À medida que a OpenAI, empresa criadora da ferramenta, promove alterações estruturais, a experiência do usuário é reconfigurada. Entre as mudanças recentes estão a incorporação de capacidades de automação e agentes de código, como o Codex, que ampliam a capacidade do ChatGPT de executar tarefas que vão além de uma simples conversa.
Essa evolução, no entanto, tem gerado uma espécie de "nostalgia funcional" por versões mais simples, mesmo que tecnicamente inferiores. Na prática, usuários relatam um estranhamento com o novo comportamento do modelo. Para quem busca apenas respostas rápidas e objetivas, o sistema pode parecer mais complexo do que o necessário.
Nos bastidores do setor de tecnologia, a leitura é que o produto não está sendo esvaziado, mas sim ampliado. A evolução aponta para sistemas mais autônomos e integrados. A reportagem apurou que, embora a tendência global seja por agentes capazes de interpretar contexto e antecipar necessidades, a expectativa é de que a interação por conversa continue sendo a principal forma de uso.
Com o lançamento do GPT-5.5 Instant em 5 de maio de 2026, a OpenAI aposta em sistemas capazes de compreender o contexto do usuário de forma contínua, analisando histórico e preferências para tomar decisões mais relevantes. Com isso, o ChatGPT poderá automatizar tarefas como organização de agendas, priorização de e-mails e análise de documentos.

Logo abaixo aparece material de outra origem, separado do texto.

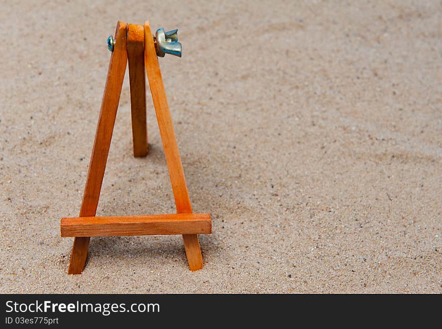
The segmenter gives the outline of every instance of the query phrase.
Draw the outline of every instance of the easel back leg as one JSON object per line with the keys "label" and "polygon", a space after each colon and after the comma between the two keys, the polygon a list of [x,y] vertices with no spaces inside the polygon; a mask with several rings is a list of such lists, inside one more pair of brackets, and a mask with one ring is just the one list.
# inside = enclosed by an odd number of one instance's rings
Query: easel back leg
{"label": "easel back leg", "polygon": [[144,71],[144,28],[129,24],[128,60],[131,86],[134,156],[146,156],[148,151],[146,122],[146,72]]}

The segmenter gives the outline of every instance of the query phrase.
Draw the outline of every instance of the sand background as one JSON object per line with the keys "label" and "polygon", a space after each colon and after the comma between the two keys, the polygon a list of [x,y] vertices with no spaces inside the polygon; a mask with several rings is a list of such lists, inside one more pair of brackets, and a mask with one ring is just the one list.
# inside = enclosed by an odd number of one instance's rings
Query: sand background
{"label": "sand background", "polygon": [[[118,20],[178,28],[160,59],[205,266],[179,236],[96,238],[81,204]],[[0,5],[0,292],[442,292],[440,1]],[[123,86],[98,215],[173,212],[150,92]]]}

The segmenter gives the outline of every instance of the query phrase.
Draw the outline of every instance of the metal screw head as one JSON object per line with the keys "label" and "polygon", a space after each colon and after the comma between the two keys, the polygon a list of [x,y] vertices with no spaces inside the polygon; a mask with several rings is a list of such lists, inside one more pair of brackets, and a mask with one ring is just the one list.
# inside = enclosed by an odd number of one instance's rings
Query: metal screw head
{"label": "metal screw head", "polygon": [[165,32],[164,29],[158,29],[155,33],[155,49],[160,57],[166,54],[181,57],[182,47],[178,42],[178,29]]}
{"label": "metal screw head", "polygon": [[107,49],[109,51],[113,52],[115,47],[115,40],[114,40],[114,37],[112,36],[109,36],[107,38]]}

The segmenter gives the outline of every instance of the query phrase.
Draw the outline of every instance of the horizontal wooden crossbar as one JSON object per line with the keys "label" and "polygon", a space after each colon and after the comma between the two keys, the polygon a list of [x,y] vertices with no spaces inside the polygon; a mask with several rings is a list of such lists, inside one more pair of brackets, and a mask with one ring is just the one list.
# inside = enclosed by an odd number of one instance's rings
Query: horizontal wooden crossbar
{"label": "horizontal wooden crossbar", "polygon": [[62,218],[62,237],[208,234],[210,214],[169,214],[143,216]]}

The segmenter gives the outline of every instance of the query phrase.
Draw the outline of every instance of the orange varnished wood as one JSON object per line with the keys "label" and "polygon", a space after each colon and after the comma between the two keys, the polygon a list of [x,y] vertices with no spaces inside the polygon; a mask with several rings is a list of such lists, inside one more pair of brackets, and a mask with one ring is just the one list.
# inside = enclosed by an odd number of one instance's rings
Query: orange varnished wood
{"label": "orange varnished wood", "polygon": [[211,233],[209,214],[62,218],[62,237],[207,234]]}
{"label": "orange varnished wood", "polygon": [[131,86],[134,156],[138,157],[146,156],[148,147],[146,123],[144,28],[142,25],[129,24],[128,31],[128,61]]}
{"label": "orange varnished wood", "polygon": [[[127,62],[127,25],[119,22],[115,32],[116,44],[111,56],[98,125],[90,157],[89,171],[80,210],[80,217],[93,216],[96,213],[103,176],[111,146],[111,140],[120,101]],[[80,274],[84,268],[88,237],[75,238],[68,272]]]}
{"label": "orange varnished wood", "polygon": [[[192,207],[149,22],[144,25],[144,38],[145,66],[169,169],[177,212],[191,213]],[[183,235],[183,240],[189,268],[192,271],[201,269],[203,266],[202,257],[198,236]]]}

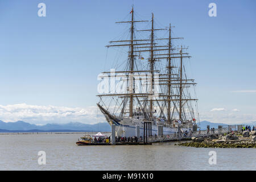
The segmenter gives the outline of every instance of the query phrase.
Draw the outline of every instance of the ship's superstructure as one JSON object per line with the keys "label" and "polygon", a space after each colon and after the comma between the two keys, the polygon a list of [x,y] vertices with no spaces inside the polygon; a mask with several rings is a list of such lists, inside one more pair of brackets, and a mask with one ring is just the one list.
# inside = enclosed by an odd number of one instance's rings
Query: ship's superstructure
{"label": "ship's superstructure", "polygon": [[[183,38],[172,36],[171,24],[156,28],[153,14],[150,21],[135,20],[133,7],[129,15],[130,20],[116,22],[130,24],[129,37],[106,46],[128,53],[99,76],[98,107],[109,124],[116,126],[118,136],[136,135],[136,126],[142,135],[144,122],[151,123],[152,135],[158,126],[163,126],[163,134],[177,133],[178,126],[189,131],[199,116],[192,94],[196,84],[187,78],[184,64],[191,57],[185,52],[188,48],[174,44]],[[139,29],[137,23],[149,28]]]}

O efeito colateral desse avanço é conhecido como "feature creep": o acúmulo excessivo de novas funções que, embora úteis, podem dificultar a experiência do usuário comum. O problema não é a nova capacidade da ferramenta, mas o aumento da carga cognitiva exigida para operá-la.
O desafio da OpenAI é equilibrar a capacidade crescente de sua tecnologia com a simplicidade na interação. A necessidade se torna ainda maior para uma marca que, segundo a Sensor Tower, possui quase 1 bilhão de usuários ativos por semana.
Conforme novas funções são adicionadas, o chat simples e direto dá lugar a uma plataforma mais robusta. Usuários temem que o fim do diálogo, por vezes descrito como amigável e divertido, possa resultar em interações mais técnicas e menos acessíveis.